Shumona Sinha : la traversée des langues et des frontières

Shumona Sinhan est une romancière franco-indienne. Née à Calcutta elle est venue en France en 2001 pour achever ses études de lettres modernes à la Sorbonne. Elle travaille dès 2009 comme interprète dans une organisation internationale pour les migrants et commence à écrire des romans : Fenêtre sur l'abîme puis Assommons les pauvres ! inspiré de son expérience d'interprète à l'Ofpra. Elle y raconte les conditions de vie des demandeurs d’asile.

Très remarqué ce roman - traduit en plusieurs langues - a été adapté pour le scène en Allemagne.
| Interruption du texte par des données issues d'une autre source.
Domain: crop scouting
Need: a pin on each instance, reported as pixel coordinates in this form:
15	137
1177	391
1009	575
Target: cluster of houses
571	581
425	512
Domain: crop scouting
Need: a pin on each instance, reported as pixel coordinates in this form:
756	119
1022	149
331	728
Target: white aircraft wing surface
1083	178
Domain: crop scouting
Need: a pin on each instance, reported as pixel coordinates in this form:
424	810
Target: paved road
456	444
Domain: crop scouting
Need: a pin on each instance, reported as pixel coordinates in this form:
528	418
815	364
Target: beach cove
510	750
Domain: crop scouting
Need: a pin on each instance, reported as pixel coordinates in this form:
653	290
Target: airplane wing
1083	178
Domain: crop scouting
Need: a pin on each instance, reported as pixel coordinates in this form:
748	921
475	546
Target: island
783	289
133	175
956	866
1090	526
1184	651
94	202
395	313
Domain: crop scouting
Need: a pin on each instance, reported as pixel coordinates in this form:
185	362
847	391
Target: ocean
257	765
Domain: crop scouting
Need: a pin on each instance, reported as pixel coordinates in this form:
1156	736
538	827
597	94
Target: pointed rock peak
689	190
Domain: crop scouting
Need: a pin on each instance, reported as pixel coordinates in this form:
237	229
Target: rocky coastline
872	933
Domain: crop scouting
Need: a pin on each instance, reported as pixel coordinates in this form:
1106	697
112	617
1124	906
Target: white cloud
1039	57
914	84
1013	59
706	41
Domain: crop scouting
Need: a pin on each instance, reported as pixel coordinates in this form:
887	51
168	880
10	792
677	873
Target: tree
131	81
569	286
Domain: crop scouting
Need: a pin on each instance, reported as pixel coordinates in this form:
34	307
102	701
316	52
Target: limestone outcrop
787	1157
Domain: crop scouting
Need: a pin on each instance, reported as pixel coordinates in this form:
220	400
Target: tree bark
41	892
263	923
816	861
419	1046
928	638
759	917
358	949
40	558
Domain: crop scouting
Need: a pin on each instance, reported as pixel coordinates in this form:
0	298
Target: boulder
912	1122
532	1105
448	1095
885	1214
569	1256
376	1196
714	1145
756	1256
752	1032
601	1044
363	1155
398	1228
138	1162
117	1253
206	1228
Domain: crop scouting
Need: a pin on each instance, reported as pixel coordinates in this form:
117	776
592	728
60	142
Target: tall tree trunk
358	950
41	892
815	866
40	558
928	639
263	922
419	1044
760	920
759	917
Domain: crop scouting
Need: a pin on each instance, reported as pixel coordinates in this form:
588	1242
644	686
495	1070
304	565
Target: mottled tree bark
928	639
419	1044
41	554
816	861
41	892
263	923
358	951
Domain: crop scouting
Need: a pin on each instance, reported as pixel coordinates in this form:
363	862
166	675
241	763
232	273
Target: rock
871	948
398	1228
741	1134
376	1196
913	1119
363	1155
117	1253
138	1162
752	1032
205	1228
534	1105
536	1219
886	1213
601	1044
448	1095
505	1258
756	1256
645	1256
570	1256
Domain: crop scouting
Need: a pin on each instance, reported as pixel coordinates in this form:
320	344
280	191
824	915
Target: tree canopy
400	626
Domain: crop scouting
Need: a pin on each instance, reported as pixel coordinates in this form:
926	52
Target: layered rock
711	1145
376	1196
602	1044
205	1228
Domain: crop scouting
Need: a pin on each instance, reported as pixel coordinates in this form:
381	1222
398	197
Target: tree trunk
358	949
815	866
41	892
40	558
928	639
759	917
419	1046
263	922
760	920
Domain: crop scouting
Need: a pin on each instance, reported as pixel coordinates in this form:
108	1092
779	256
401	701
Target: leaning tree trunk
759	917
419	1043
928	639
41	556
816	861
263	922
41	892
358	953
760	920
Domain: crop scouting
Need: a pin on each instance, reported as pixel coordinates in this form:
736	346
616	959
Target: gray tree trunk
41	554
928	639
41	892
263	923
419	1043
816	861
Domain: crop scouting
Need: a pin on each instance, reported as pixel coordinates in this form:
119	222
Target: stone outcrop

Elle publie ensuite une autre fiction remarquée, Calcutta qui évoque, à travers l'histoire d'une famille, les violences politiques du Bengale occidental. Suit "Apatride" où la romancière décrit les destins croisés de trois femmes de l'Inde à la France.

Son cinquième roman, Le testament russe, évoque la fascination d'une jeune Bengalie pour un éditeur juif russe des années 1920, fondateur des Éditions Raduga. Détestée par sa mère et mise à l’écart par les adolescents de son âge, l'héroïne trouve refuge dans les livres elle se prend de passion pour cet éditeur mythique.
L'héroïne retrouve la trace de la fille octogénaire de l'éditeur dans une maison de retraite à Saint-Pétersbourg. Elle décide de lui écrire. Se correspondante russe l'évoque ainsi : Cette jeune femme d’un pays si lointain où les vaches sont plus précieuses que les femmes fait trembler ma nuit, fissurer le sol sous mes pieds et je ne sais pas si c’est de la peur ou de la joie que j’éprouve en la voyant soulever la pierre tombale.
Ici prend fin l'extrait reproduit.